Nick Clegg today hailed an initiative to send employees into state schools to talk about their careers as the launch of an "army for aspiration".
The Deputy Prime Minister said he hoped the Inspiring the Future scheme would allow schoolchildren to "open their minds" about the types of jobs they could pursue.
More than 100,000 voluntary speakers who can inspire youngsters are set to be signed up by the Education and Employers Taskforce.
The scheme is meant to give state school pupils access to the kind of careers advice and first-hand accounts that many private schools offer.
Research by the taskforce suggests 80% of independent schools regularly have external speakers to talk to pupils about career options.
Mr Clegg, who attended the prestigious Westminster School, said: "A lot of this is taken for granted for people, like myself, who were lucky enough to go to fee paying schools. What we are saying is that should be available to all schoolchildren whatever school they go to across the country."
Addressing pupils at the Bishop Challoner School in east London, Mr Clegg said had been inspired to take an interest in current affairs because his history teacher had "terrified" him into believing World War Three would "happen in weeks".
Actress Joanna Lumley, who appeared on stage with Mr Clegg, joked that she had wanted to be Prime Minister, but insisted the Lib Dem leader did "not need to worry".
Giving the children advice on achieving their dreams, she added: "Say yes, be on time, be gorgeous - as you all are - show willing, be savagely polite and go for it."
The scheme is strongly supported by the Deputy Prime Minister, who is driving efforts within the coalition Government to improve social mobility and ensure poorer youngsters are not hindered in life because of their background.

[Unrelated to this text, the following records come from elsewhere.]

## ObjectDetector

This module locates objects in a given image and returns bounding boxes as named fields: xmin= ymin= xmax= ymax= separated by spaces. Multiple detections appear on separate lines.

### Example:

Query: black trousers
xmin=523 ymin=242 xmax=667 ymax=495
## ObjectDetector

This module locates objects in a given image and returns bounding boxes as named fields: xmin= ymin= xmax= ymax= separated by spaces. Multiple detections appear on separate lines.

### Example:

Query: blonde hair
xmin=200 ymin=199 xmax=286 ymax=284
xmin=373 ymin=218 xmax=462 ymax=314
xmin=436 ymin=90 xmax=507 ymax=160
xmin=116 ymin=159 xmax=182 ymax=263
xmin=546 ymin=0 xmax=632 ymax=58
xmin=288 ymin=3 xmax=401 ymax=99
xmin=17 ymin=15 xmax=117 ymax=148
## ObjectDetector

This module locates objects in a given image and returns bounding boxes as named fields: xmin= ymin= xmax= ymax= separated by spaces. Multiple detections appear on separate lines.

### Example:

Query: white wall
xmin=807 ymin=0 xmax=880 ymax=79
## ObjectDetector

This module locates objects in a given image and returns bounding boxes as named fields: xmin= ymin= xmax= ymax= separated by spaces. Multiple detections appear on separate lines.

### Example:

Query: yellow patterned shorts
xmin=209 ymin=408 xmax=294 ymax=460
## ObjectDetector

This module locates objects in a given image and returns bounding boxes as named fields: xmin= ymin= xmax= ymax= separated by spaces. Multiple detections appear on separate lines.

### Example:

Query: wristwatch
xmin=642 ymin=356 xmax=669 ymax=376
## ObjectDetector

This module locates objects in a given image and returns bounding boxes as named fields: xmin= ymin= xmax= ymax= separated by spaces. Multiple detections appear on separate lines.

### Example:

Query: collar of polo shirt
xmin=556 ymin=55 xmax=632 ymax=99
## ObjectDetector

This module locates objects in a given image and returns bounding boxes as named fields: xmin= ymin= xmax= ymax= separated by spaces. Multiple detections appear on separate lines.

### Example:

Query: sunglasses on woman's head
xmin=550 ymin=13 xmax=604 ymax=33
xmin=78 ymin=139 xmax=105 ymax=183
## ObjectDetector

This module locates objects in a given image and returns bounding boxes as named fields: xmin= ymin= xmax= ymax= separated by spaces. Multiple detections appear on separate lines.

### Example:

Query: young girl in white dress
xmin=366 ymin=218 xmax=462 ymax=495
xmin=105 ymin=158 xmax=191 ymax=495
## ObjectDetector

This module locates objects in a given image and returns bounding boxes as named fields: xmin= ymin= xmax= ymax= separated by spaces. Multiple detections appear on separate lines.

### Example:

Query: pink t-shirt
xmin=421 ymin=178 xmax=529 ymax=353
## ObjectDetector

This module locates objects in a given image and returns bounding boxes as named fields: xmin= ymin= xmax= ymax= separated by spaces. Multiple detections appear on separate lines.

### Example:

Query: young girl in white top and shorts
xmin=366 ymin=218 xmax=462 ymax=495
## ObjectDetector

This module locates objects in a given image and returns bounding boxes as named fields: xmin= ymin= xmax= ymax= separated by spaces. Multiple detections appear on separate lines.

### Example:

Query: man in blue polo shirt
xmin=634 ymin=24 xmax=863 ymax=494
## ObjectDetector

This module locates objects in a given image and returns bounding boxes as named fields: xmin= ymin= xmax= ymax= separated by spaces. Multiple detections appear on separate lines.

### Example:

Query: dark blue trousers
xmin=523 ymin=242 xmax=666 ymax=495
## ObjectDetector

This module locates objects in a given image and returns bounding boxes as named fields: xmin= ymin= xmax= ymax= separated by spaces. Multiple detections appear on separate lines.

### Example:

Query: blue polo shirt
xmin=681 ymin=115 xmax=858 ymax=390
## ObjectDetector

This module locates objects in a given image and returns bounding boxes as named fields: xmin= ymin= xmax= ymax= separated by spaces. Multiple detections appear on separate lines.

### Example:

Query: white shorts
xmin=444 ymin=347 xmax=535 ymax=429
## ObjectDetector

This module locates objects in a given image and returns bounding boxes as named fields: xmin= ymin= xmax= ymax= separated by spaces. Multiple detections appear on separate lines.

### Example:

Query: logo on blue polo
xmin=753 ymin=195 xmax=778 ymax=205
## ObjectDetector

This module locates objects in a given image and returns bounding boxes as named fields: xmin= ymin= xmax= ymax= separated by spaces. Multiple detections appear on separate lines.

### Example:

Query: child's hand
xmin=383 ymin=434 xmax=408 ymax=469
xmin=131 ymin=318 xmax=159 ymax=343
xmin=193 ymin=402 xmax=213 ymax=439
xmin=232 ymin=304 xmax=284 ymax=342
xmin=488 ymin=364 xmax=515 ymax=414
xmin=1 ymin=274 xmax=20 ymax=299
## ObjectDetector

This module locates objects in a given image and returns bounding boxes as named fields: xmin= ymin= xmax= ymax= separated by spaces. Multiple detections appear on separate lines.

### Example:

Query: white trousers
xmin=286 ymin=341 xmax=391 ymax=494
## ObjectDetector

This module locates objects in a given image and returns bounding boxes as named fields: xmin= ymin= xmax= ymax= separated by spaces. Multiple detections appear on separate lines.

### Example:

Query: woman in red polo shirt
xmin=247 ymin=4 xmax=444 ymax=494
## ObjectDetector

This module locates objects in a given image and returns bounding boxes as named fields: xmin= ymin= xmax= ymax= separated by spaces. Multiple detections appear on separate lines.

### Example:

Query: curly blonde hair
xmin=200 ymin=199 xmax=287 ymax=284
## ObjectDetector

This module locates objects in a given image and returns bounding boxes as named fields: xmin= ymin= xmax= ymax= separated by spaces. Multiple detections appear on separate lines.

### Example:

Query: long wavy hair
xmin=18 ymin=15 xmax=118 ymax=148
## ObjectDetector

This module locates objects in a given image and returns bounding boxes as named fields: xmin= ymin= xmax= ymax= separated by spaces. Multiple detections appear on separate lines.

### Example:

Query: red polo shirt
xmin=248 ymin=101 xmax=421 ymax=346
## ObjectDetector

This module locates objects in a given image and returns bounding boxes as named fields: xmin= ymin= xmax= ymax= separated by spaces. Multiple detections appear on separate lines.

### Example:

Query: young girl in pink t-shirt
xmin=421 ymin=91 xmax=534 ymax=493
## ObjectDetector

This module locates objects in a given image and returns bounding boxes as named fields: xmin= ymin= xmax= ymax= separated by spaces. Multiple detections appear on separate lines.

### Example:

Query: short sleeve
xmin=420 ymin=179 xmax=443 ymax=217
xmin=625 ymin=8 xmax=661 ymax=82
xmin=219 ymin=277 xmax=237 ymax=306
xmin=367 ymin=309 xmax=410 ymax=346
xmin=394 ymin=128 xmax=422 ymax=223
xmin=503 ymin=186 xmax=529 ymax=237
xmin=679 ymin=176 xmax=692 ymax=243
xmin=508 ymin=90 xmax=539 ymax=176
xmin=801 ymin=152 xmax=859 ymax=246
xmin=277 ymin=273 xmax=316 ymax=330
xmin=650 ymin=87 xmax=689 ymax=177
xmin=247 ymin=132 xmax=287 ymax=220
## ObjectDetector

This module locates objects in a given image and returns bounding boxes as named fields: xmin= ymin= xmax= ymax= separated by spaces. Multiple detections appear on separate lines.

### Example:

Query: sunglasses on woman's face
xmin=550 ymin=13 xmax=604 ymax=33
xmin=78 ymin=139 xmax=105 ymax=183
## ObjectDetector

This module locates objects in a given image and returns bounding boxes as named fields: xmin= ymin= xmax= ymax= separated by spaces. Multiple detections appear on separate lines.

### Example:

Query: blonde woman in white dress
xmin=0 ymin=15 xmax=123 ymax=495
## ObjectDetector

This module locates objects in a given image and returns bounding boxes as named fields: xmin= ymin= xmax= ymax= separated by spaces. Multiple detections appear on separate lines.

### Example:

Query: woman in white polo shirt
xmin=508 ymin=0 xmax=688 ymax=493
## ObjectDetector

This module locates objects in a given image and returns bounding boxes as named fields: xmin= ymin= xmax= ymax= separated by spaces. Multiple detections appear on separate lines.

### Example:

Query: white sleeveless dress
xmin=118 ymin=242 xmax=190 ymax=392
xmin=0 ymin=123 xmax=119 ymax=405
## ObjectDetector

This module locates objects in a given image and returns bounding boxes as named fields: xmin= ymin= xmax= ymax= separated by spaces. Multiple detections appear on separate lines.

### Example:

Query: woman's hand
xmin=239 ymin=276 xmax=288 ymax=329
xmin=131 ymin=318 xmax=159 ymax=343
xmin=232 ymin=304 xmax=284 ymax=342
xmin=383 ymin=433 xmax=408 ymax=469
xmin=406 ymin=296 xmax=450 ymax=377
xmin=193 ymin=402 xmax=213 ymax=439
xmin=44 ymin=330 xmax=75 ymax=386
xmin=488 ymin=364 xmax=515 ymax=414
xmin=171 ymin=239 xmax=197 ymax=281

Other figures supporting the scheme include Apprentice star and entrepreneur Karren Brady, actress Joanna Lumley and the head chef of The Ivy restaurant, Gary Lee.
Mr Clegg added: "Too many young people get the message that the best jobs are not for them.
"Inspiring the Future will give state school students the chance to see, hear and make a connection with someone in a career or job they might not have thought about.
"Today we're calling on doctors, nurses, lawyers, builders, business people, civil servants, farmers, mechanics, engineers and other working people to give up just an hour of their time to talk to students in their local state school about how they got where they are today.
"The power of making connections that inspire young people is immeasurable and can be life-changing.
"Many successful people can point to a moment in their lives when they were inspired to become the people they are today. Now, it's their turn to help young people fulfil their potential."
Sir Roger Carr, president of employers' organisation the CBI, said: "There is nothing more compelling for young people thinking about their future careers than meeting and speaking to inspirational people who do the jobs they are considering. That is why the CBI is pleased to support Inspiring the Future.
"We desperately need to tackle the corrosive effects of high youth unemployment in the UK, so I would urge employers to sign up to this initiative and encourage their staff to get involved and provide valuable insights into their careers."
Brian Lightman, president of the Association of School and College Leaders which represents 17,000 school leaders, said: "The world of work offers a bewildering range of opportunities for young people.
"It is immensely important that they have the chance to gain insights early on about different jobs and careers, especially when they cover areas outside their immediate experience."